ABSTRACT

The present chapter argues for the general utility of coordinated control programs as a setting for the study of motor control in terms of programs involving the dynamic interweaving of activation of perceptual and motor schémas rather than a sterotypical list of movements. The notions of "virtual finger" and "opposition space" are introduced for the analysis of hand movements, with special emphasis on a theory of preshaping the hand in reaching for an object. The RS language for robot schémas is then outlined to make clear the notions of schema instance, instantiation, deinstantiation, and schema assemblage, which last includes the notion of coordinated control program. The rest of the chapter then addresses the issue of how schémas and schema assemblages may be implemented in neural networks. In some cases, a schema assemblage may be seen as no more than the anatomy linking the networks that implement the constituent schémas.
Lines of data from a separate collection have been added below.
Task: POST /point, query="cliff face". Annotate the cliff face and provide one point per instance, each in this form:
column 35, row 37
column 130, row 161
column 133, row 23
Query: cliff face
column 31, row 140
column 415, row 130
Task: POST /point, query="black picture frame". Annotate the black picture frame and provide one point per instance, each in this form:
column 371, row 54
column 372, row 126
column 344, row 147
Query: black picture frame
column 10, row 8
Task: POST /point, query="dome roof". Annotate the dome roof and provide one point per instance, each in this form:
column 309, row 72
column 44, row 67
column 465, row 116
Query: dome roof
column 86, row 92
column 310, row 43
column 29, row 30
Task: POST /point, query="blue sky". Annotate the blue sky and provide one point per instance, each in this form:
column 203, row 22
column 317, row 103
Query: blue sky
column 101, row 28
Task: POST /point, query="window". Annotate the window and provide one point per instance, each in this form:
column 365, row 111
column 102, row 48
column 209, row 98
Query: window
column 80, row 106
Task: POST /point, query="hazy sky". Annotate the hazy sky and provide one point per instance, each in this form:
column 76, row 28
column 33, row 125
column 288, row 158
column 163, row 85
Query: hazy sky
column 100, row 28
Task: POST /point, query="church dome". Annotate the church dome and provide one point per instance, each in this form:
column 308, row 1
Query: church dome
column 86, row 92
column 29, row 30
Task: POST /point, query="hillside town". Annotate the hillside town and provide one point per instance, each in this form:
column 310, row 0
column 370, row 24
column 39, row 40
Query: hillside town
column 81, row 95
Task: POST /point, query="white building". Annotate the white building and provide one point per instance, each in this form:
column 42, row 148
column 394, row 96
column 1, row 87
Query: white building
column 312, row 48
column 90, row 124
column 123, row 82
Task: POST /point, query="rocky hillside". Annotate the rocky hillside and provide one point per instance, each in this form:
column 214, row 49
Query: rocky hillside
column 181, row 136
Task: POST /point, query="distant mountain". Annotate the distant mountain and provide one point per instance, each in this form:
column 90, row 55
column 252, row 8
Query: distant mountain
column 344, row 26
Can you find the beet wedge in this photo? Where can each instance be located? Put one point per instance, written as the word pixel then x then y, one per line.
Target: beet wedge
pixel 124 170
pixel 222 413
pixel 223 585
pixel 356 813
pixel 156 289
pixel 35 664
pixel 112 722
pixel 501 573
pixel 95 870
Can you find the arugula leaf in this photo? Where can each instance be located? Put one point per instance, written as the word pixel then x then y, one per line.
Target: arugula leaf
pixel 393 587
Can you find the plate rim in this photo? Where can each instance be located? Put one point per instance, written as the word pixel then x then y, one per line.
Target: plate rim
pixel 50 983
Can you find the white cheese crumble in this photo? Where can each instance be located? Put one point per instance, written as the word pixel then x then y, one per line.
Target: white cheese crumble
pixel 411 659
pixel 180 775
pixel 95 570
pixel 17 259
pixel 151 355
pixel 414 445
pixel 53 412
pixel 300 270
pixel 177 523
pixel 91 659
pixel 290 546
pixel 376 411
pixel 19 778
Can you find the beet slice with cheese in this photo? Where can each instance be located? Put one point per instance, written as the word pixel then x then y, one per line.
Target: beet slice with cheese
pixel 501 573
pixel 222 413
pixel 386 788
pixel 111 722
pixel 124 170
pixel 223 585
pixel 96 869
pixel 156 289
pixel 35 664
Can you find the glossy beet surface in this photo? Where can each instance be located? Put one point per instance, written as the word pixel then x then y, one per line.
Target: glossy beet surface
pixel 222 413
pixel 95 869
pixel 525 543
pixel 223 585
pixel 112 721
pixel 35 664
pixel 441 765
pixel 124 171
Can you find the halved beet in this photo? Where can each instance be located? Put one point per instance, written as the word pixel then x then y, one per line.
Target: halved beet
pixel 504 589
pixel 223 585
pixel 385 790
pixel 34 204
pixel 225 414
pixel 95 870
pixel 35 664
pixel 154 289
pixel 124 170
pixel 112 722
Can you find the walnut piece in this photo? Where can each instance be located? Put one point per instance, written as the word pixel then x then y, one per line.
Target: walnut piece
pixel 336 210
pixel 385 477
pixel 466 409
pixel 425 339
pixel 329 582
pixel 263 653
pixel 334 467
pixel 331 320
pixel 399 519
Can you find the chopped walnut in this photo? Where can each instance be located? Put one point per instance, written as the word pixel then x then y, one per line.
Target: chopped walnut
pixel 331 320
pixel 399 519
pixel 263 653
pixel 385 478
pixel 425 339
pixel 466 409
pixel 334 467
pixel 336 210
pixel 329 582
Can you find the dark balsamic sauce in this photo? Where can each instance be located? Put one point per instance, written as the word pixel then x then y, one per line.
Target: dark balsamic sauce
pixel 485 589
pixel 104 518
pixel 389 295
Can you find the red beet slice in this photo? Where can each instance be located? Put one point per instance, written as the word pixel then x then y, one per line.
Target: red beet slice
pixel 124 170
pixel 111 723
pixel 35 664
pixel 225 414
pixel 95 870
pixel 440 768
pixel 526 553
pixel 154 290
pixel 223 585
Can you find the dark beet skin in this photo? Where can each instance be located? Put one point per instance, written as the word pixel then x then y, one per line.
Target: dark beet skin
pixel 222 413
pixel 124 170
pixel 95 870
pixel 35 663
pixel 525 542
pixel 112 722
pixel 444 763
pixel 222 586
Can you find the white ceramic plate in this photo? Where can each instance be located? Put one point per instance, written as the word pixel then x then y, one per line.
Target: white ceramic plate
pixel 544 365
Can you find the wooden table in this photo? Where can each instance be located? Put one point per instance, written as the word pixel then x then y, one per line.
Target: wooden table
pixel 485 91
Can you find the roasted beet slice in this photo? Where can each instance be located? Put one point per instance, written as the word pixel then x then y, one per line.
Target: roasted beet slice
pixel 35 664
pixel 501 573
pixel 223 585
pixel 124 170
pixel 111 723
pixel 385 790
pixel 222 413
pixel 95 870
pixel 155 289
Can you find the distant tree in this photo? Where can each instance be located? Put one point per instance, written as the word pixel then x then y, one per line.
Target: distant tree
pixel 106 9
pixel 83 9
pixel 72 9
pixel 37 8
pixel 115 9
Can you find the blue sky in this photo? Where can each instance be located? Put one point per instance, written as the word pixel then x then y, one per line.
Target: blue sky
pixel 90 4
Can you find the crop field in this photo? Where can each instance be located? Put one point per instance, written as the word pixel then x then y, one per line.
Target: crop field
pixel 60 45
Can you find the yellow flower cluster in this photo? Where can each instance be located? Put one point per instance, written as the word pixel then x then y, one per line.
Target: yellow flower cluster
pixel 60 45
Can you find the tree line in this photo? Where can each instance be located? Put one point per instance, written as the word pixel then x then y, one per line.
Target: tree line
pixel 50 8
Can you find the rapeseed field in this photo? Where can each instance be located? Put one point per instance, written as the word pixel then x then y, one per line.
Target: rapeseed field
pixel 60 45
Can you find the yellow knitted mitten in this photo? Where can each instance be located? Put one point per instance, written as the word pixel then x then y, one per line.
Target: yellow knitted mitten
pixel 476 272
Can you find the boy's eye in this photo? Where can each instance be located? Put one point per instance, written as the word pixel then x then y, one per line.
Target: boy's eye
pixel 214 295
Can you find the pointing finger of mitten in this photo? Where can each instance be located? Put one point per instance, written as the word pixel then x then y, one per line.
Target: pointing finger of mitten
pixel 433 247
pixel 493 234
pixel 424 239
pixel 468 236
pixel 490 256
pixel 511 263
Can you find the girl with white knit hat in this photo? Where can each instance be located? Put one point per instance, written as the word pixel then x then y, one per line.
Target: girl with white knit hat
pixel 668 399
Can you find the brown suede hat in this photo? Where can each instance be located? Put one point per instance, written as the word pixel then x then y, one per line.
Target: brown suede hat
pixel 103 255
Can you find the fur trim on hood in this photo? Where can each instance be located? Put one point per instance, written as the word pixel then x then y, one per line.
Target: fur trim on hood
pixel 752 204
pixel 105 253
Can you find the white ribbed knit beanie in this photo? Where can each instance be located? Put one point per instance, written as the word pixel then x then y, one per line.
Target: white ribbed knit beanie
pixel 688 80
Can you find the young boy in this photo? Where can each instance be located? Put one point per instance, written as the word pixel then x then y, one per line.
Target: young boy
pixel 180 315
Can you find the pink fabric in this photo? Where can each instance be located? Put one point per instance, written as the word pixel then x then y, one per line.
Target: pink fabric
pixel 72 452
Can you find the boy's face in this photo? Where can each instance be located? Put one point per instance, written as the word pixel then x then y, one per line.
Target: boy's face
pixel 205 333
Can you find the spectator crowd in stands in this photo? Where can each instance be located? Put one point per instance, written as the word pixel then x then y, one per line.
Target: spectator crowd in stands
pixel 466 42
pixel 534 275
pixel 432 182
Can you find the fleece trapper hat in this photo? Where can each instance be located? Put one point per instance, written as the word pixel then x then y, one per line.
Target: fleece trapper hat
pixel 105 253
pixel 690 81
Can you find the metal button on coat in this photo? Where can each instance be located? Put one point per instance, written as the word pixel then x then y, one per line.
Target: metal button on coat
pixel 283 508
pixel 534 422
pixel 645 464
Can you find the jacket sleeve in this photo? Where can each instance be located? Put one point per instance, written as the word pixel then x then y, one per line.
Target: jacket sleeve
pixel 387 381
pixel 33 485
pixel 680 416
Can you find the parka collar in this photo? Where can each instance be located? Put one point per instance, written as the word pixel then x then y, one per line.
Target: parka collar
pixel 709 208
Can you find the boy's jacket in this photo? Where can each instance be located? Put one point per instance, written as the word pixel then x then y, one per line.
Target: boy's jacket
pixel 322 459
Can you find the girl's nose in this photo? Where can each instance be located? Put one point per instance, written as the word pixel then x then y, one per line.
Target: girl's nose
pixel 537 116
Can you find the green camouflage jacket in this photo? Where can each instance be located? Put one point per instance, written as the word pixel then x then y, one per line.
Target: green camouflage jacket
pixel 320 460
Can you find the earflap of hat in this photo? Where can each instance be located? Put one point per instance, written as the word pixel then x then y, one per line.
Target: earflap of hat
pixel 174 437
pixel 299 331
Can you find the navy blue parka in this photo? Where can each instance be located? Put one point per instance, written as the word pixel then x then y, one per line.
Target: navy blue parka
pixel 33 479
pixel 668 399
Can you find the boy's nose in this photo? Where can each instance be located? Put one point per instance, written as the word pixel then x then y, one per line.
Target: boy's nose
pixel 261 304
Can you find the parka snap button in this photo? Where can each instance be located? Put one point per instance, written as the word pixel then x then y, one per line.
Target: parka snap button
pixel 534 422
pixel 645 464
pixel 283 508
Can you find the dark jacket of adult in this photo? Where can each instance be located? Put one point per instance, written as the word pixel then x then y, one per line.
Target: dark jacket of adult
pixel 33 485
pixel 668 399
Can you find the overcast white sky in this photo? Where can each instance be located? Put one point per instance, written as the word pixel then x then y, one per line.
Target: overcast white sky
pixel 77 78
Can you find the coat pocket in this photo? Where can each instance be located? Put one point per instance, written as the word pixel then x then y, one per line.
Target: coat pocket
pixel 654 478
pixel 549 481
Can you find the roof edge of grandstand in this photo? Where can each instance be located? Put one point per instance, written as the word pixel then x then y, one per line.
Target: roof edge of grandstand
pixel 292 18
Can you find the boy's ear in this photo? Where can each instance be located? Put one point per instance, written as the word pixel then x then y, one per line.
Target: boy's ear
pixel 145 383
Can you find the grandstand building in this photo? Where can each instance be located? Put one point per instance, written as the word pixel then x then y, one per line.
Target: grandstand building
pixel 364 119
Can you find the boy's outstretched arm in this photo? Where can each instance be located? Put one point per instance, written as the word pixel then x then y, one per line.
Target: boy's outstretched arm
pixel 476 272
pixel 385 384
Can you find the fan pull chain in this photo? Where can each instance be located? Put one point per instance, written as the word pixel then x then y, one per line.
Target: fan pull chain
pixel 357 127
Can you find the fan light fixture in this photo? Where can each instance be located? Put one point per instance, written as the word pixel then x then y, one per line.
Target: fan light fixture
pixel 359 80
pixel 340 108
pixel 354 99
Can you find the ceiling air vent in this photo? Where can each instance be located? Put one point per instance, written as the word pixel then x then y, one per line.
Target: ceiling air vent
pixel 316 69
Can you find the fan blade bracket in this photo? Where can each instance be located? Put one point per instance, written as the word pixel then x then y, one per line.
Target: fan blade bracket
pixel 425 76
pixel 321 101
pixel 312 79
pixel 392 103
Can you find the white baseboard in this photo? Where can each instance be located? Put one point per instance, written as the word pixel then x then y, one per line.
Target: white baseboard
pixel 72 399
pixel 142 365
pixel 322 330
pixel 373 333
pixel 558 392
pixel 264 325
In the case of learned behaviors, however, a more plastic implementation is required, and the notion of motor set is examined for clues as to how schema assemblages might be dynamically implemented in monkey and human cerebral cortex. Finally, an explicit "winner take all" neural network is presented for the task of positioning the wrist to achieve a desired opposition of a pair of virtual fingers; while back-propagation is used to train two simple artificial neural networks in choosing the appropriate (pad or palm) opposition and in allocating the appropriate set of real fingers to a virtual finger in grasping any one of a variety of objects.